🤖 AI Summary
Low-quality printed document OCR suffers from poor accuracy, particularly under large inter-domain degradation variations and high intra-domain character shape redundancy—redundancy that existing methods fail to exploit effectively.
Method: We propose an unsupervised iterative error-correction framework. Its core innovation is the first systematic modeling of intra-document character shape redundancy, realized through a joint optimization pipeline integrating an extended Gaussian Mixture Model (GMM), intra-class re-alignment, and statistical normality testing, all driven by the EM algorithm for iterative clustering and recognition refinement.
Results: The method significantly improves OCR accuracy on multi-level degraded documents. It has been successfully deployed in digitizing Uruguayan military archives and European historical newspapers (17th–mid-20th century), demonstrating strong effectiveness and generalizability for real-world ancient document OCR correction.
📝 Abstract
Current OCR systems are based on deep learning models trained on large amounts of data.
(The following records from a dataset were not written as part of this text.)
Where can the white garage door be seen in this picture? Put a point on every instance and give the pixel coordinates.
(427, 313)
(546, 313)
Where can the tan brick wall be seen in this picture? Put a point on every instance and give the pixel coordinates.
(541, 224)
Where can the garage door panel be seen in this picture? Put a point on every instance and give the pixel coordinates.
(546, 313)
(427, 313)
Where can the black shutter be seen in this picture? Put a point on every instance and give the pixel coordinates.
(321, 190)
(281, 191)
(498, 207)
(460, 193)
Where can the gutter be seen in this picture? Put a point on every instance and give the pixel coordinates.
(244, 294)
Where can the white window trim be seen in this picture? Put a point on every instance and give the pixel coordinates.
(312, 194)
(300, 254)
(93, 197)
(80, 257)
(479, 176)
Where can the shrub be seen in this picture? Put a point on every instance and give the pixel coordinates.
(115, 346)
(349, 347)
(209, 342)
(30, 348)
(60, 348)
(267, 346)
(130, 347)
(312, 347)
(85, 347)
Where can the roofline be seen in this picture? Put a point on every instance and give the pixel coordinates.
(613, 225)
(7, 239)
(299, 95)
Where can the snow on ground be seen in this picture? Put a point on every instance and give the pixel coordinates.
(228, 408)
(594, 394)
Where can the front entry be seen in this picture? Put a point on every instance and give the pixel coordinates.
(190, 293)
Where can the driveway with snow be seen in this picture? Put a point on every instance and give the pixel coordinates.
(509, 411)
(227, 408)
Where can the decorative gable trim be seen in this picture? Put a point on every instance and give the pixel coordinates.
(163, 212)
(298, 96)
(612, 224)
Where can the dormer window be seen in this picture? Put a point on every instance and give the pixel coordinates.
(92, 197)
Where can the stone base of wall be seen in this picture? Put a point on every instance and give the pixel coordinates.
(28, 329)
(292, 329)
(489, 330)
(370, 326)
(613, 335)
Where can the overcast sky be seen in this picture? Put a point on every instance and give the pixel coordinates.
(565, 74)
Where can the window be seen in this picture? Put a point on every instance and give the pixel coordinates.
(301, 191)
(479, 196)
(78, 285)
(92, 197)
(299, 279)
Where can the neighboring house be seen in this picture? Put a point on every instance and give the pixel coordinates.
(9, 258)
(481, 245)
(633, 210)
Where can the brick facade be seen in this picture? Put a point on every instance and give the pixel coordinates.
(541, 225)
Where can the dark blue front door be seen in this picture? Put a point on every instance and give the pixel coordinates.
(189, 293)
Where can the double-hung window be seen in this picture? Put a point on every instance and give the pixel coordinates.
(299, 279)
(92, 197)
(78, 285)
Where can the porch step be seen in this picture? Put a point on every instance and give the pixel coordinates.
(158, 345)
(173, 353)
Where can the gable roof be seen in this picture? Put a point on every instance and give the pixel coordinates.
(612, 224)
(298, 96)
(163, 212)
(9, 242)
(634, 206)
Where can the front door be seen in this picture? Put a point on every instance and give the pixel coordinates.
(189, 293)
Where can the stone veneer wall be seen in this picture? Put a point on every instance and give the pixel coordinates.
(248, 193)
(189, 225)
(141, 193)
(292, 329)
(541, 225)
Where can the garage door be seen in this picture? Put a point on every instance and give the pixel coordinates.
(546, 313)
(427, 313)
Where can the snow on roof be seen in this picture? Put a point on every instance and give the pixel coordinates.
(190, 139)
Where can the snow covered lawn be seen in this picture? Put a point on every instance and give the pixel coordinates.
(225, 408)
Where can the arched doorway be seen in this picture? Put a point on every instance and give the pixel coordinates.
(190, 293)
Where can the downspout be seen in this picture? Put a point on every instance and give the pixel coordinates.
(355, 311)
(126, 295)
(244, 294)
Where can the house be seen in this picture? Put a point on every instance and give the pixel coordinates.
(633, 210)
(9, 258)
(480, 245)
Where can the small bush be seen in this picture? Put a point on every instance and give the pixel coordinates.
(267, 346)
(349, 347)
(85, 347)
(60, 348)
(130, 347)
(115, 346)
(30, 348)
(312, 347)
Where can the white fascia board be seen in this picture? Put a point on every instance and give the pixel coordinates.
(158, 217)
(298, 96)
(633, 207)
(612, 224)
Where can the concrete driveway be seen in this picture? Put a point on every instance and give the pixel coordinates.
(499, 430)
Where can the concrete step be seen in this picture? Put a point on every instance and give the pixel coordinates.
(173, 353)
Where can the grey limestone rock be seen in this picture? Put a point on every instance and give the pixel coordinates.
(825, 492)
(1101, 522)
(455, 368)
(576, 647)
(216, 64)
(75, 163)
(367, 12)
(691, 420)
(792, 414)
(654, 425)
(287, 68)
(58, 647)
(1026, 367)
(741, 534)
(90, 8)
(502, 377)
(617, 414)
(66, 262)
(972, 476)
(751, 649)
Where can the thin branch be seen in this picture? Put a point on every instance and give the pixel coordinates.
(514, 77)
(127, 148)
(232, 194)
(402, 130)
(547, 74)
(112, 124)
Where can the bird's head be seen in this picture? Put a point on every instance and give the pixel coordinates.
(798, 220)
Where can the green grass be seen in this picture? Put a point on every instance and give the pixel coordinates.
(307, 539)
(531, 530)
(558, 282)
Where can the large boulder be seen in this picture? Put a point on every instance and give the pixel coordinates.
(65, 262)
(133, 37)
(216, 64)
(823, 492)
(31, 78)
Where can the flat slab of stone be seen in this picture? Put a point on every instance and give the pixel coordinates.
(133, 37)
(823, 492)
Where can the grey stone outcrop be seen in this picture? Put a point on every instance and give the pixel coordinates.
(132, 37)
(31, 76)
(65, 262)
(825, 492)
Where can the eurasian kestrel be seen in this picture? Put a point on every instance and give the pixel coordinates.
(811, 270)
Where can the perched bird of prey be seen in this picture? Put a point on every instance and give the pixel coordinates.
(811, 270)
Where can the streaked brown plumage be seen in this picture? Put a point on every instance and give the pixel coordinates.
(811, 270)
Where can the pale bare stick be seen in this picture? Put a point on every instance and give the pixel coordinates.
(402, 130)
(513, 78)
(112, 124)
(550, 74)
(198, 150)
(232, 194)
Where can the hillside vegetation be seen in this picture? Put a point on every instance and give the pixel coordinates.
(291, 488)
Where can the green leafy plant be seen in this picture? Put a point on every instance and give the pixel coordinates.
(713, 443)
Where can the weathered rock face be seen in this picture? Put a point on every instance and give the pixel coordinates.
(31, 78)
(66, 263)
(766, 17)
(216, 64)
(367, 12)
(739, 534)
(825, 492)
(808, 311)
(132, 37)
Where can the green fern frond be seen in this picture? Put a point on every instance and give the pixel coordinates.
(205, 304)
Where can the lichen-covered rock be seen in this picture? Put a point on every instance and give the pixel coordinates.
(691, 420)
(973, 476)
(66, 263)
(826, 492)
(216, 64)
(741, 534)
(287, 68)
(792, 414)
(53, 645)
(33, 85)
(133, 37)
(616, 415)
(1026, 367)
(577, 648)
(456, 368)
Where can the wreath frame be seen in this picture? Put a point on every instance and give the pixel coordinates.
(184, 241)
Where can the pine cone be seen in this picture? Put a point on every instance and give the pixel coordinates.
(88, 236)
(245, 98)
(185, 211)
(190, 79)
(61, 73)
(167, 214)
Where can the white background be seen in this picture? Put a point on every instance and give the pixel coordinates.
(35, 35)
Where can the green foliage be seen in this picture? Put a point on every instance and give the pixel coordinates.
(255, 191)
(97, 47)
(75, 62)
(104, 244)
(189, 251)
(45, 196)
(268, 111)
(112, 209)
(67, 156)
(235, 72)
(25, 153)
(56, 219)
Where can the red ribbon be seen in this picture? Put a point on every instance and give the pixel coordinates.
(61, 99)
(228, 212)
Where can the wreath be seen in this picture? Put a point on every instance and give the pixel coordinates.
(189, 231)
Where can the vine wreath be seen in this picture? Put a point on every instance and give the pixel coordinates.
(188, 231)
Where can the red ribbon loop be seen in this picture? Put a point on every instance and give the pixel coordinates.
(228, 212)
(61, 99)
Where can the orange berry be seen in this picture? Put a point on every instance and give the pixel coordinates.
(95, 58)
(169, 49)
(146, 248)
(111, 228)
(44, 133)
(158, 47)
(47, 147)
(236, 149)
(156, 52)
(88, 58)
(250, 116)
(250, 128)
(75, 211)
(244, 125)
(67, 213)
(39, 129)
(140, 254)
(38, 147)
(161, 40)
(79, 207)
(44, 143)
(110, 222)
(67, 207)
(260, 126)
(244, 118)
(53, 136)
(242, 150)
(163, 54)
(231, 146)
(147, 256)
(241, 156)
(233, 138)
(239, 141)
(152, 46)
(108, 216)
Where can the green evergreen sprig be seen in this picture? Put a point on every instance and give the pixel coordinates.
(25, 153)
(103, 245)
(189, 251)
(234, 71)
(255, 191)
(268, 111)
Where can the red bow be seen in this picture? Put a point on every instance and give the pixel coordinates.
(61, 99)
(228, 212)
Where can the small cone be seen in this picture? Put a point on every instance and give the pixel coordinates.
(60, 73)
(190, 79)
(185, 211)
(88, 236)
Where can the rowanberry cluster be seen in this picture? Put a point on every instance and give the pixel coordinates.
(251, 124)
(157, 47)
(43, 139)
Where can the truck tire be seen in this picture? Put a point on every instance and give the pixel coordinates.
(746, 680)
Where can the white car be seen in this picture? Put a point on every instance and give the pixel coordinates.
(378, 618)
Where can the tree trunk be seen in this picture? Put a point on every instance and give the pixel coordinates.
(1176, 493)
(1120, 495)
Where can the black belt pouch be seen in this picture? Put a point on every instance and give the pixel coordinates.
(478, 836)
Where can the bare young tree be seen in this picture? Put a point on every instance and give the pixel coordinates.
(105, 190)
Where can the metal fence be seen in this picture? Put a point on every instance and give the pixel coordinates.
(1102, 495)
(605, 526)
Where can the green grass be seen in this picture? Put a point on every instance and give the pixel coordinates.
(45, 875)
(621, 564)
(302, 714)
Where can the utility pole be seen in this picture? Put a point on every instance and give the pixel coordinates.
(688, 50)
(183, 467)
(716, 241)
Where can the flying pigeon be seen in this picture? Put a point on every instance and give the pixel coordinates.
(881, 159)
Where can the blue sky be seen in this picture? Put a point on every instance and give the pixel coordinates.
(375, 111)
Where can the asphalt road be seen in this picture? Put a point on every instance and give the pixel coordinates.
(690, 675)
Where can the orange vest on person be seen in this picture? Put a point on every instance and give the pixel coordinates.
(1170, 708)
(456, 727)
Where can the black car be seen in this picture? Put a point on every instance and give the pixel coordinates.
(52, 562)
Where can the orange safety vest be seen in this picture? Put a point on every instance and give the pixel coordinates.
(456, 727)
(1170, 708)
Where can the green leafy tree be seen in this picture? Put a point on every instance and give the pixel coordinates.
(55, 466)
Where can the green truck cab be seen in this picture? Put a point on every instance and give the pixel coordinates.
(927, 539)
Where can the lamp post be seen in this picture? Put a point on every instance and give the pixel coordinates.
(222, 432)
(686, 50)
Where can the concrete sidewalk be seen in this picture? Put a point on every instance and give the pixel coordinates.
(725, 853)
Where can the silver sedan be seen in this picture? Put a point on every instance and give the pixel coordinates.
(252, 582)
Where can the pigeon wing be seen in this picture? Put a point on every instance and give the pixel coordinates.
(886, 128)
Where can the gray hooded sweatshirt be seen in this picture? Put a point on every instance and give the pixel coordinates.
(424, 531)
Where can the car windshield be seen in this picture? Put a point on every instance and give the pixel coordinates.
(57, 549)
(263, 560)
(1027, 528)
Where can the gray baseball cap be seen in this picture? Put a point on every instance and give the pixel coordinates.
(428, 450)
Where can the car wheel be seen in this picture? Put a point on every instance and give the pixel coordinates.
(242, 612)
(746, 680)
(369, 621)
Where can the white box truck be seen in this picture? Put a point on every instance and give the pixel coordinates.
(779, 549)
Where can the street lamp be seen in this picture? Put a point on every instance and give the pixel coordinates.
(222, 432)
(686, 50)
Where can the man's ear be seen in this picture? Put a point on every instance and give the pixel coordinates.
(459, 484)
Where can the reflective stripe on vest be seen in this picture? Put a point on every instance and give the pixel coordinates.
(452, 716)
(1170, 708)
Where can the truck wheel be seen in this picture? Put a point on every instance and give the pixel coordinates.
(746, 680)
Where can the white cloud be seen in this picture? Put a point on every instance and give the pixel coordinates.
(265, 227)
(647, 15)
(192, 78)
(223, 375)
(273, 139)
Although they have shown some ability to generalize to unseen data, especially in detection tasks, they can struggle with recognizing low-quality data. This is particularly evident for printed documents, where intra-domain data variability is typically low, but inter-domain data variability is high. In that context, current OCR methods do not fully exploit each document's redundancy. We propose an unsupervised method by leveraging the redundancy of character shapes within a document to correct imperfect outputs of a given OCR system and suggest better clustering. To this aim, we introduce an extended Gaussian Mixture Model (GMM) by alternating an Expectation-Maximization (EM) algorithm with an intra-cluster realignment process and normality statistical testing. We demonstrate improvements in documents with various levels of degradation, including recovered Uruguayan military archives and 17th to mid-20th century European newspapers.